Em todas as vezes que se manifestou, por escrito ou através de algum depoimento, Sergio Moro fez questão de ressaltar que os diálogos entre ele e o procurador Deltan Dallagnol, divulgados pelo The Intercept, não trazem novidades, tampouco configuram que um ou outro infringiram a Lei.
“Não tem nenhuma orientação naquelas mensagens”, afirmou tão logo as primeiras reportagens foram divulgadas. “O que há ali é uma invasão criminosa de celulares de procuradores”.
Eis o foco central e que deve nortear o depoimento do ministro da Justiça na Comissão de Constituição e Justiça do Senado na próxima quarta-feira, dia 19. Numa espécie de autodenúncia, o ex-juiz já sinalizou que são dele as palavras trocadas com o procurador da Lava Jato.
Nesta quinta, 13, para piorar as coisas, Marco Aurélio Mello aproveitou para dizer que não tem medo de ser hackeado porque não mantém diálogos com as partes fora do processo.
“Não tenho nada a esconder”, disse o ministro do STF. “E não mantenho diálogos fora do processo com as partes”.
Considerando, então, que Moro admitiu ter tido os diálogos com Deltan Dallagnol, é possível imaginar o que vai encontrar na CCJ Senado.
Renan Calheiros, ex-presidente da Casa e um dos senadores mais experientes, reputa as conversas como uma “conspiração de juízes e procuradores em nome de projeto de poder, com danos irreversíveis à democracia, economia e reputações”.
Ou seja, no entendimento de Renan, e podemos dizer que também de centenas deputados, e bem mais de duas dezenas de senadores, o ex-juiz agiu em benefício próprio, ao arrepio da Lei e isso trouxe danos irreversíveis à democracia, à economia e às pessoas.
No campo jurídico, vale a declaração do ministro Gilmar Mendes: “Juiz não pode ser chefe de força-tarefa, nem chefiar procurador”.
E ainda a opinião do professor de direito de Harvard, Matthew Stephenson, que já foi ciceroneado por aqui pelo procurador Deltan Dallagnol.
“O juiz Moro jamais deveria ter enviado mensagens de texto particulares para Dallagnol com sugestões de como sua equipe deveria proceder”, escreveu o professor no blog Global Anticorruption, referência entre pesquisadores do tema corrupção.

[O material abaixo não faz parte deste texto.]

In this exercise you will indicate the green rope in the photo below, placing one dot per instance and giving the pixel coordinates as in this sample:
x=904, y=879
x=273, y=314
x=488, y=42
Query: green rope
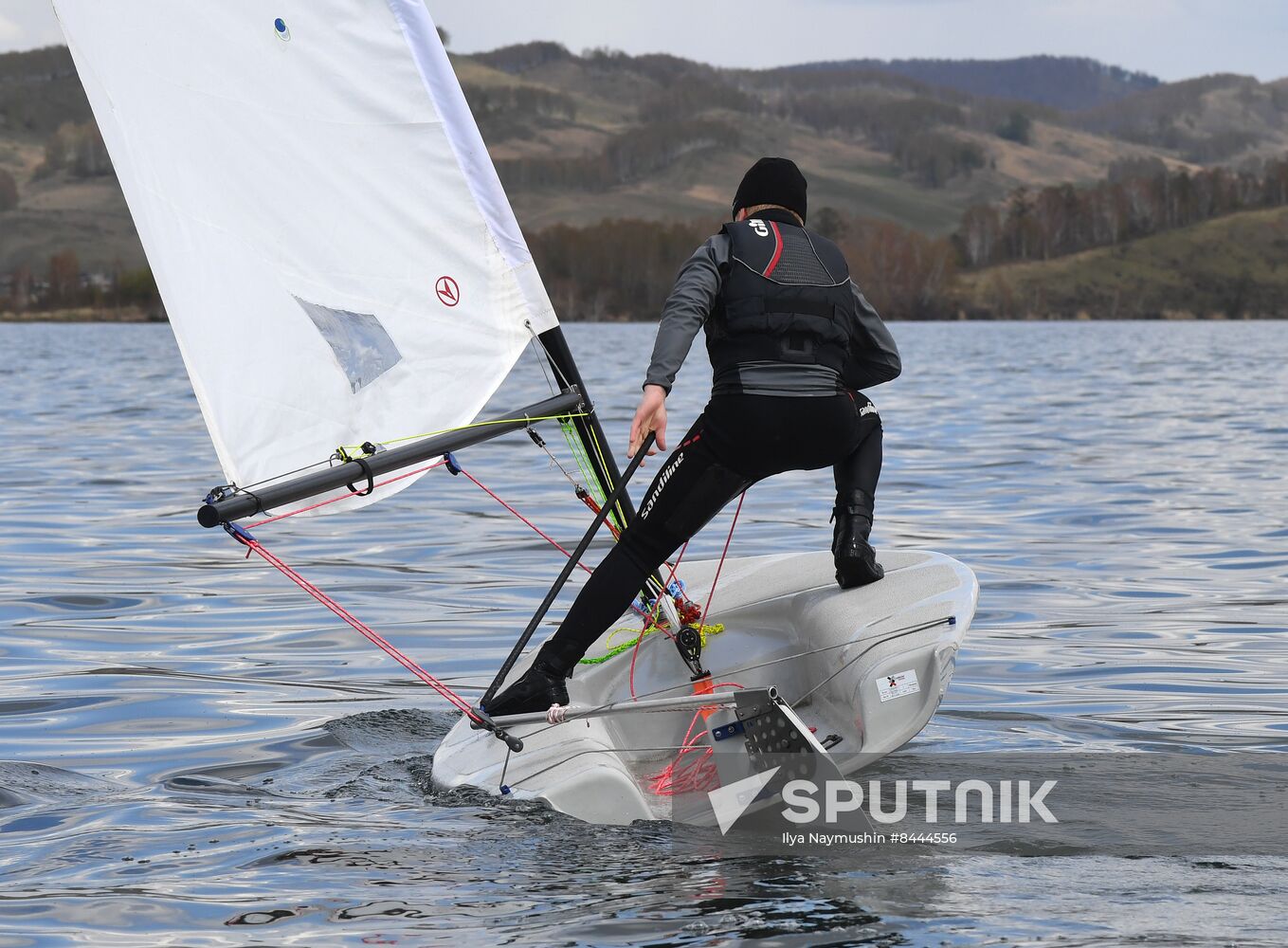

“E, francamente, Dallagnol – que, novamente, é alguém de quem gosto e respeito e penso ser uma pessoa decente e honrada – deveria ter gentilmente mas firmemente recuado quando recebeu essas mensagens, dizendo algo como: ‘Agradeço suas sugestões, mas acho que provavelmente não deveríamos ter conversas privadas sobre o caso'”.
Nesta semana, num cálculo político engendrado pelo setor de inteligência da Presidência da República, Bolsonaro levou Moro para ser aplaudido num jogo do Flamengo.
Ganhou um leve fôlego para sobreviver até o encontro com os congressistas na semana que vem.
Até lá, o que se espera é que uma nova farsa não seja perpetrada pelo governo e pelo ex-chefe da Lava Jato: a de negar a veracidade dos diálogos, com a alegação de podem ter sido forjados por um hacker.
No mais, o que se espera para quarta-feira que vem é um show de horrores. Acuado, desacostumado ao contraditório e sem uma boa estratégia de defesa, Moro vai então poder revelar sua verdadeira face.